Domani il giorno della fiducia a Letta. Oggi sembra un farsesco 24 aprile 1945
In tempi non sospetti (21 agosto di quest'anno) avevamo profetizzato: "Bastano 17 traditori e Berlusconi è finito". La spiegazione è quasi esclusivamente numerica ma di fatto abbiamo anticipato lo scenario che si prospetta domani quando Letta andrà al Senato e poi alla Camera a chiedere la fiducia.
Per Berlusconi si avvicina la scelta cui da anni avrebbe dovuto pensare: carcere o latitanza Craxi-style.
Oggi l'Italia si è svegliata accompagnata dalle ennesime notizie nefaste: l'aumento iva al 22% (voluto da Berlusconi con il D.L. 98 del 6 luglio 2011) affosserà ulteriormente e forse definitivamente le prospettive di sviluppo dell'imprenditoria italiana deprimendo i consumi delle famiglie e portandoli a livelli da terzo mondo. Inoltre, è arrivata l'altra tegola che riguarda la generazione che avrebbe potuto rappresentare l'inizio della fine di questa spirale depressiva iniziata ormai oltre 6 anni fa: la disoccupazione giovanile ha superato il 40%.
Ad oggi, non c'è speranza. Il Paese deve assolutamente dichiarare default ufficiale (in realtà è già avvenuto alla fine dell'ultimo governo Berlusconi nell'estate 2011), chiudere i conti con il passato ristrutturando il debito, uscire dall'euro e per un certo periodo distribuire il peso di questa crisi infame anche su coloro che finora non l'hanno subita (dipendenti pubblici, funzionari, furbetti dello scudo fiscale, pensionati d'oro) per alleviare le sofferenze di chi ha retto finora una bagnarola di corrutele e clientele che ormai fa acqua da tutte le parti (anziani, pensionati "normali", precari, giovani laureati, stagisti, commercianti e imprenditori onesti). Quest'ultima categoria non resisterà a lungo e, per il bene della prima e della tenuta sociale del Paese, quindi serve cambiare immediatamente rotta in tema di politica economica, welfare state ma anche di debito pubblico.
Eppure, proprio nel giorno - oggi - più basso della storia economica e sociale d'Italia per la prima volta si può sperare in una risalita verso un Paese normale. No, non è la fine della crisi in fondo al tunnel (quelle sono panzane dell'establishment che mira a conservare stipendi e prebende più a lungo possibile imbonendo il popolo) ma forse è la fine del ciclo finale del berlusconismo, quello ricattatorio e impaurito e per questo più pericoloso sebbene depotenziato dal mancato controllo diretto di Palazzo Chigi.
Domani è il giorno!
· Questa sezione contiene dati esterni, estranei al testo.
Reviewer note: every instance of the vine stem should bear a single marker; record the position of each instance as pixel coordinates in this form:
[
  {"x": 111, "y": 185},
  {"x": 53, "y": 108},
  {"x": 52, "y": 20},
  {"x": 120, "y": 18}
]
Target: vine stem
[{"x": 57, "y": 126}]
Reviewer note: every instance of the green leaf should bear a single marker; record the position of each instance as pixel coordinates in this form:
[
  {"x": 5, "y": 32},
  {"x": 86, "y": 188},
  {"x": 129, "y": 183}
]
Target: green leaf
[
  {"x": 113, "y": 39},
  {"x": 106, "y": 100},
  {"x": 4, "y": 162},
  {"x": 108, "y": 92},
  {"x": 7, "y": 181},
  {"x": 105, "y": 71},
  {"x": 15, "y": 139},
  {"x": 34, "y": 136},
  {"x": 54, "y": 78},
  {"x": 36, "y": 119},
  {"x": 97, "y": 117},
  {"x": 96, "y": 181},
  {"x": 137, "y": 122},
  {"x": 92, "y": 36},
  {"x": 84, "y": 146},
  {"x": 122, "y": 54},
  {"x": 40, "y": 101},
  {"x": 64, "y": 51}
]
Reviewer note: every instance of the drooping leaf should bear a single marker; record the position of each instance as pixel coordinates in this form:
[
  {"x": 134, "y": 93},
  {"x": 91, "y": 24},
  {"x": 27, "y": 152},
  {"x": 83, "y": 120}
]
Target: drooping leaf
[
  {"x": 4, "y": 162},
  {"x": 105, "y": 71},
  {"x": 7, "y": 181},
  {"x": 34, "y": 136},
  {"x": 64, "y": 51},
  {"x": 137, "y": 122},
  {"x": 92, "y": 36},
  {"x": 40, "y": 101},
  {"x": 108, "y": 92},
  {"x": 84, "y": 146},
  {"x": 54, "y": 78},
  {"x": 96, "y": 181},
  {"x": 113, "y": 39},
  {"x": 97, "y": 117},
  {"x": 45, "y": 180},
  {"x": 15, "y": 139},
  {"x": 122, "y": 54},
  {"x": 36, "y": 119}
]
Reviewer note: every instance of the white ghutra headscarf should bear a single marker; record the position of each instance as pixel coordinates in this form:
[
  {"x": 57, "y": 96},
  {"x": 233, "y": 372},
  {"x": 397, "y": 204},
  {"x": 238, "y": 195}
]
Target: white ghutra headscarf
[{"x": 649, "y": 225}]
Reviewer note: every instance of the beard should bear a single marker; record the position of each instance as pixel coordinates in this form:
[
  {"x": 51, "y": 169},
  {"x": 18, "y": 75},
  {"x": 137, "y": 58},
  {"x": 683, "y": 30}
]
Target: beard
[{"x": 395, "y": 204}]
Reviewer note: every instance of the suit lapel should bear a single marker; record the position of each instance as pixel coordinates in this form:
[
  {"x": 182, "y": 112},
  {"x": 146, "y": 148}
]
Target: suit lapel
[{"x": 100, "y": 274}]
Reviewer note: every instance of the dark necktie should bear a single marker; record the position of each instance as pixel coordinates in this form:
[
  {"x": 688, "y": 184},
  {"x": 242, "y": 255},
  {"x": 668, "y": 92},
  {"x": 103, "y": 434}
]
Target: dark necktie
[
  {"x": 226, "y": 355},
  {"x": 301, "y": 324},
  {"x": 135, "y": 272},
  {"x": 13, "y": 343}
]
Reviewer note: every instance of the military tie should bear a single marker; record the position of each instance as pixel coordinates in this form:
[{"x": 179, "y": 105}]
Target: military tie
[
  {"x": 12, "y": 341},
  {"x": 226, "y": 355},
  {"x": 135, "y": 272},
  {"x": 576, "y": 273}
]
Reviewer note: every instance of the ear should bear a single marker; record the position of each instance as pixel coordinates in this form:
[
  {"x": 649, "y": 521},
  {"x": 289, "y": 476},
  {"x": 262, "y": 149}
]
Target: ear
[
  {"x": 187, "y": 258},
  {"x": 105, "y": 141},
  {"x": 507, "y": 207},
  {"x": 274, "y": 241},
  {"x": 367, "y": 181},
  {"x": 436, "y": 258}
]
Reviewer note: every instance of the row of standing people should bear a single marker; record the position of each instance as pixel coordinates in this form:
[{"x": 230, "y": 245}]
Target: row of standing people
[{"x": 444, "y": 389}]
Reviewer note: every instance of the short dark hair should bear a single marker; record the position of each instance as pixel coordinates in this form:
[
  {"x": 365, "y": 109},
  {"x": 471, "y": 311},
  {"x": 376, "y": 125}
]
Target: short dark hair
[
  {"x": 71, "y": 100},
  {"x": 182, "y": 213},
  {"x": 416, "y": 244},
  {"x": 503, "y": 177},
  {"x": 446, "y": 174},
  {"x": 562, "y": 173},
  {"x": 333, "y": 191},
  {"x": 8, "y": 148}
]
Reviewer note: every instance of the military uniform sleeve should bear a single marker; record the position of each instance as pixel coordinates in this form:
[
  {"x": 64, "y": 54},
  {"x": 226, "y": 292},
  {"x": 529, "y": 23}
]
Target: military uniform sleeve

Domani l'Italia saprà se il quasi interminabile dominio diretto o indiretto di Berlusconi sul Governo e che dura dal 2001 quasi ininterrottamente (a parte la breve parentesi Prodi 2006/07 finita non casualmente a causa della corruzione di senatori rei confessi da parte dello stesso Berlusconi) finirà una volta per tutte.
Anche il Pd, complice oltre l'inverosimile (vedi alleanza con il Pdl) delle nefandezze di Berlusconi e della sua banda circense (nani e ballerine) e zoologica (falchi, colombe, pitonesse ammaestrati un po' peggio del povero Dudù), non avrà più lo scudo del suo alter ego a proteggerlo e, liberato dai lacciuoli pidiellini, e potrà provare a riscattare un immagine di zimbello mondiale di collaborazionismo istituzionale.
Bastano una ventina di traditori. Una ventina di quei personaggi indecenti che hanno firmato lodi, votato per le nipoti di Mubarak, assecondato ogni legge ad personam e ad aziendam, raccontato agli italiani le più disperanti balle della politica internazionale pur di far piacere al loro satrapo possono riscattarsi in un lampo di indipendenza. Che poi significhi solo mantenere ancora un po' le loro cariche è un dettaglio.
D'altro canto, quanti convinti fascisti mussoliniani fino al 24 aprile 1945 tiravano ferocemente le pietre al cadavere del Duce nella drammatica cornice di piazzale Loreto? La storia d'Italia non cambia, si ripete uguale a se stessa. Solo in forma di farsa.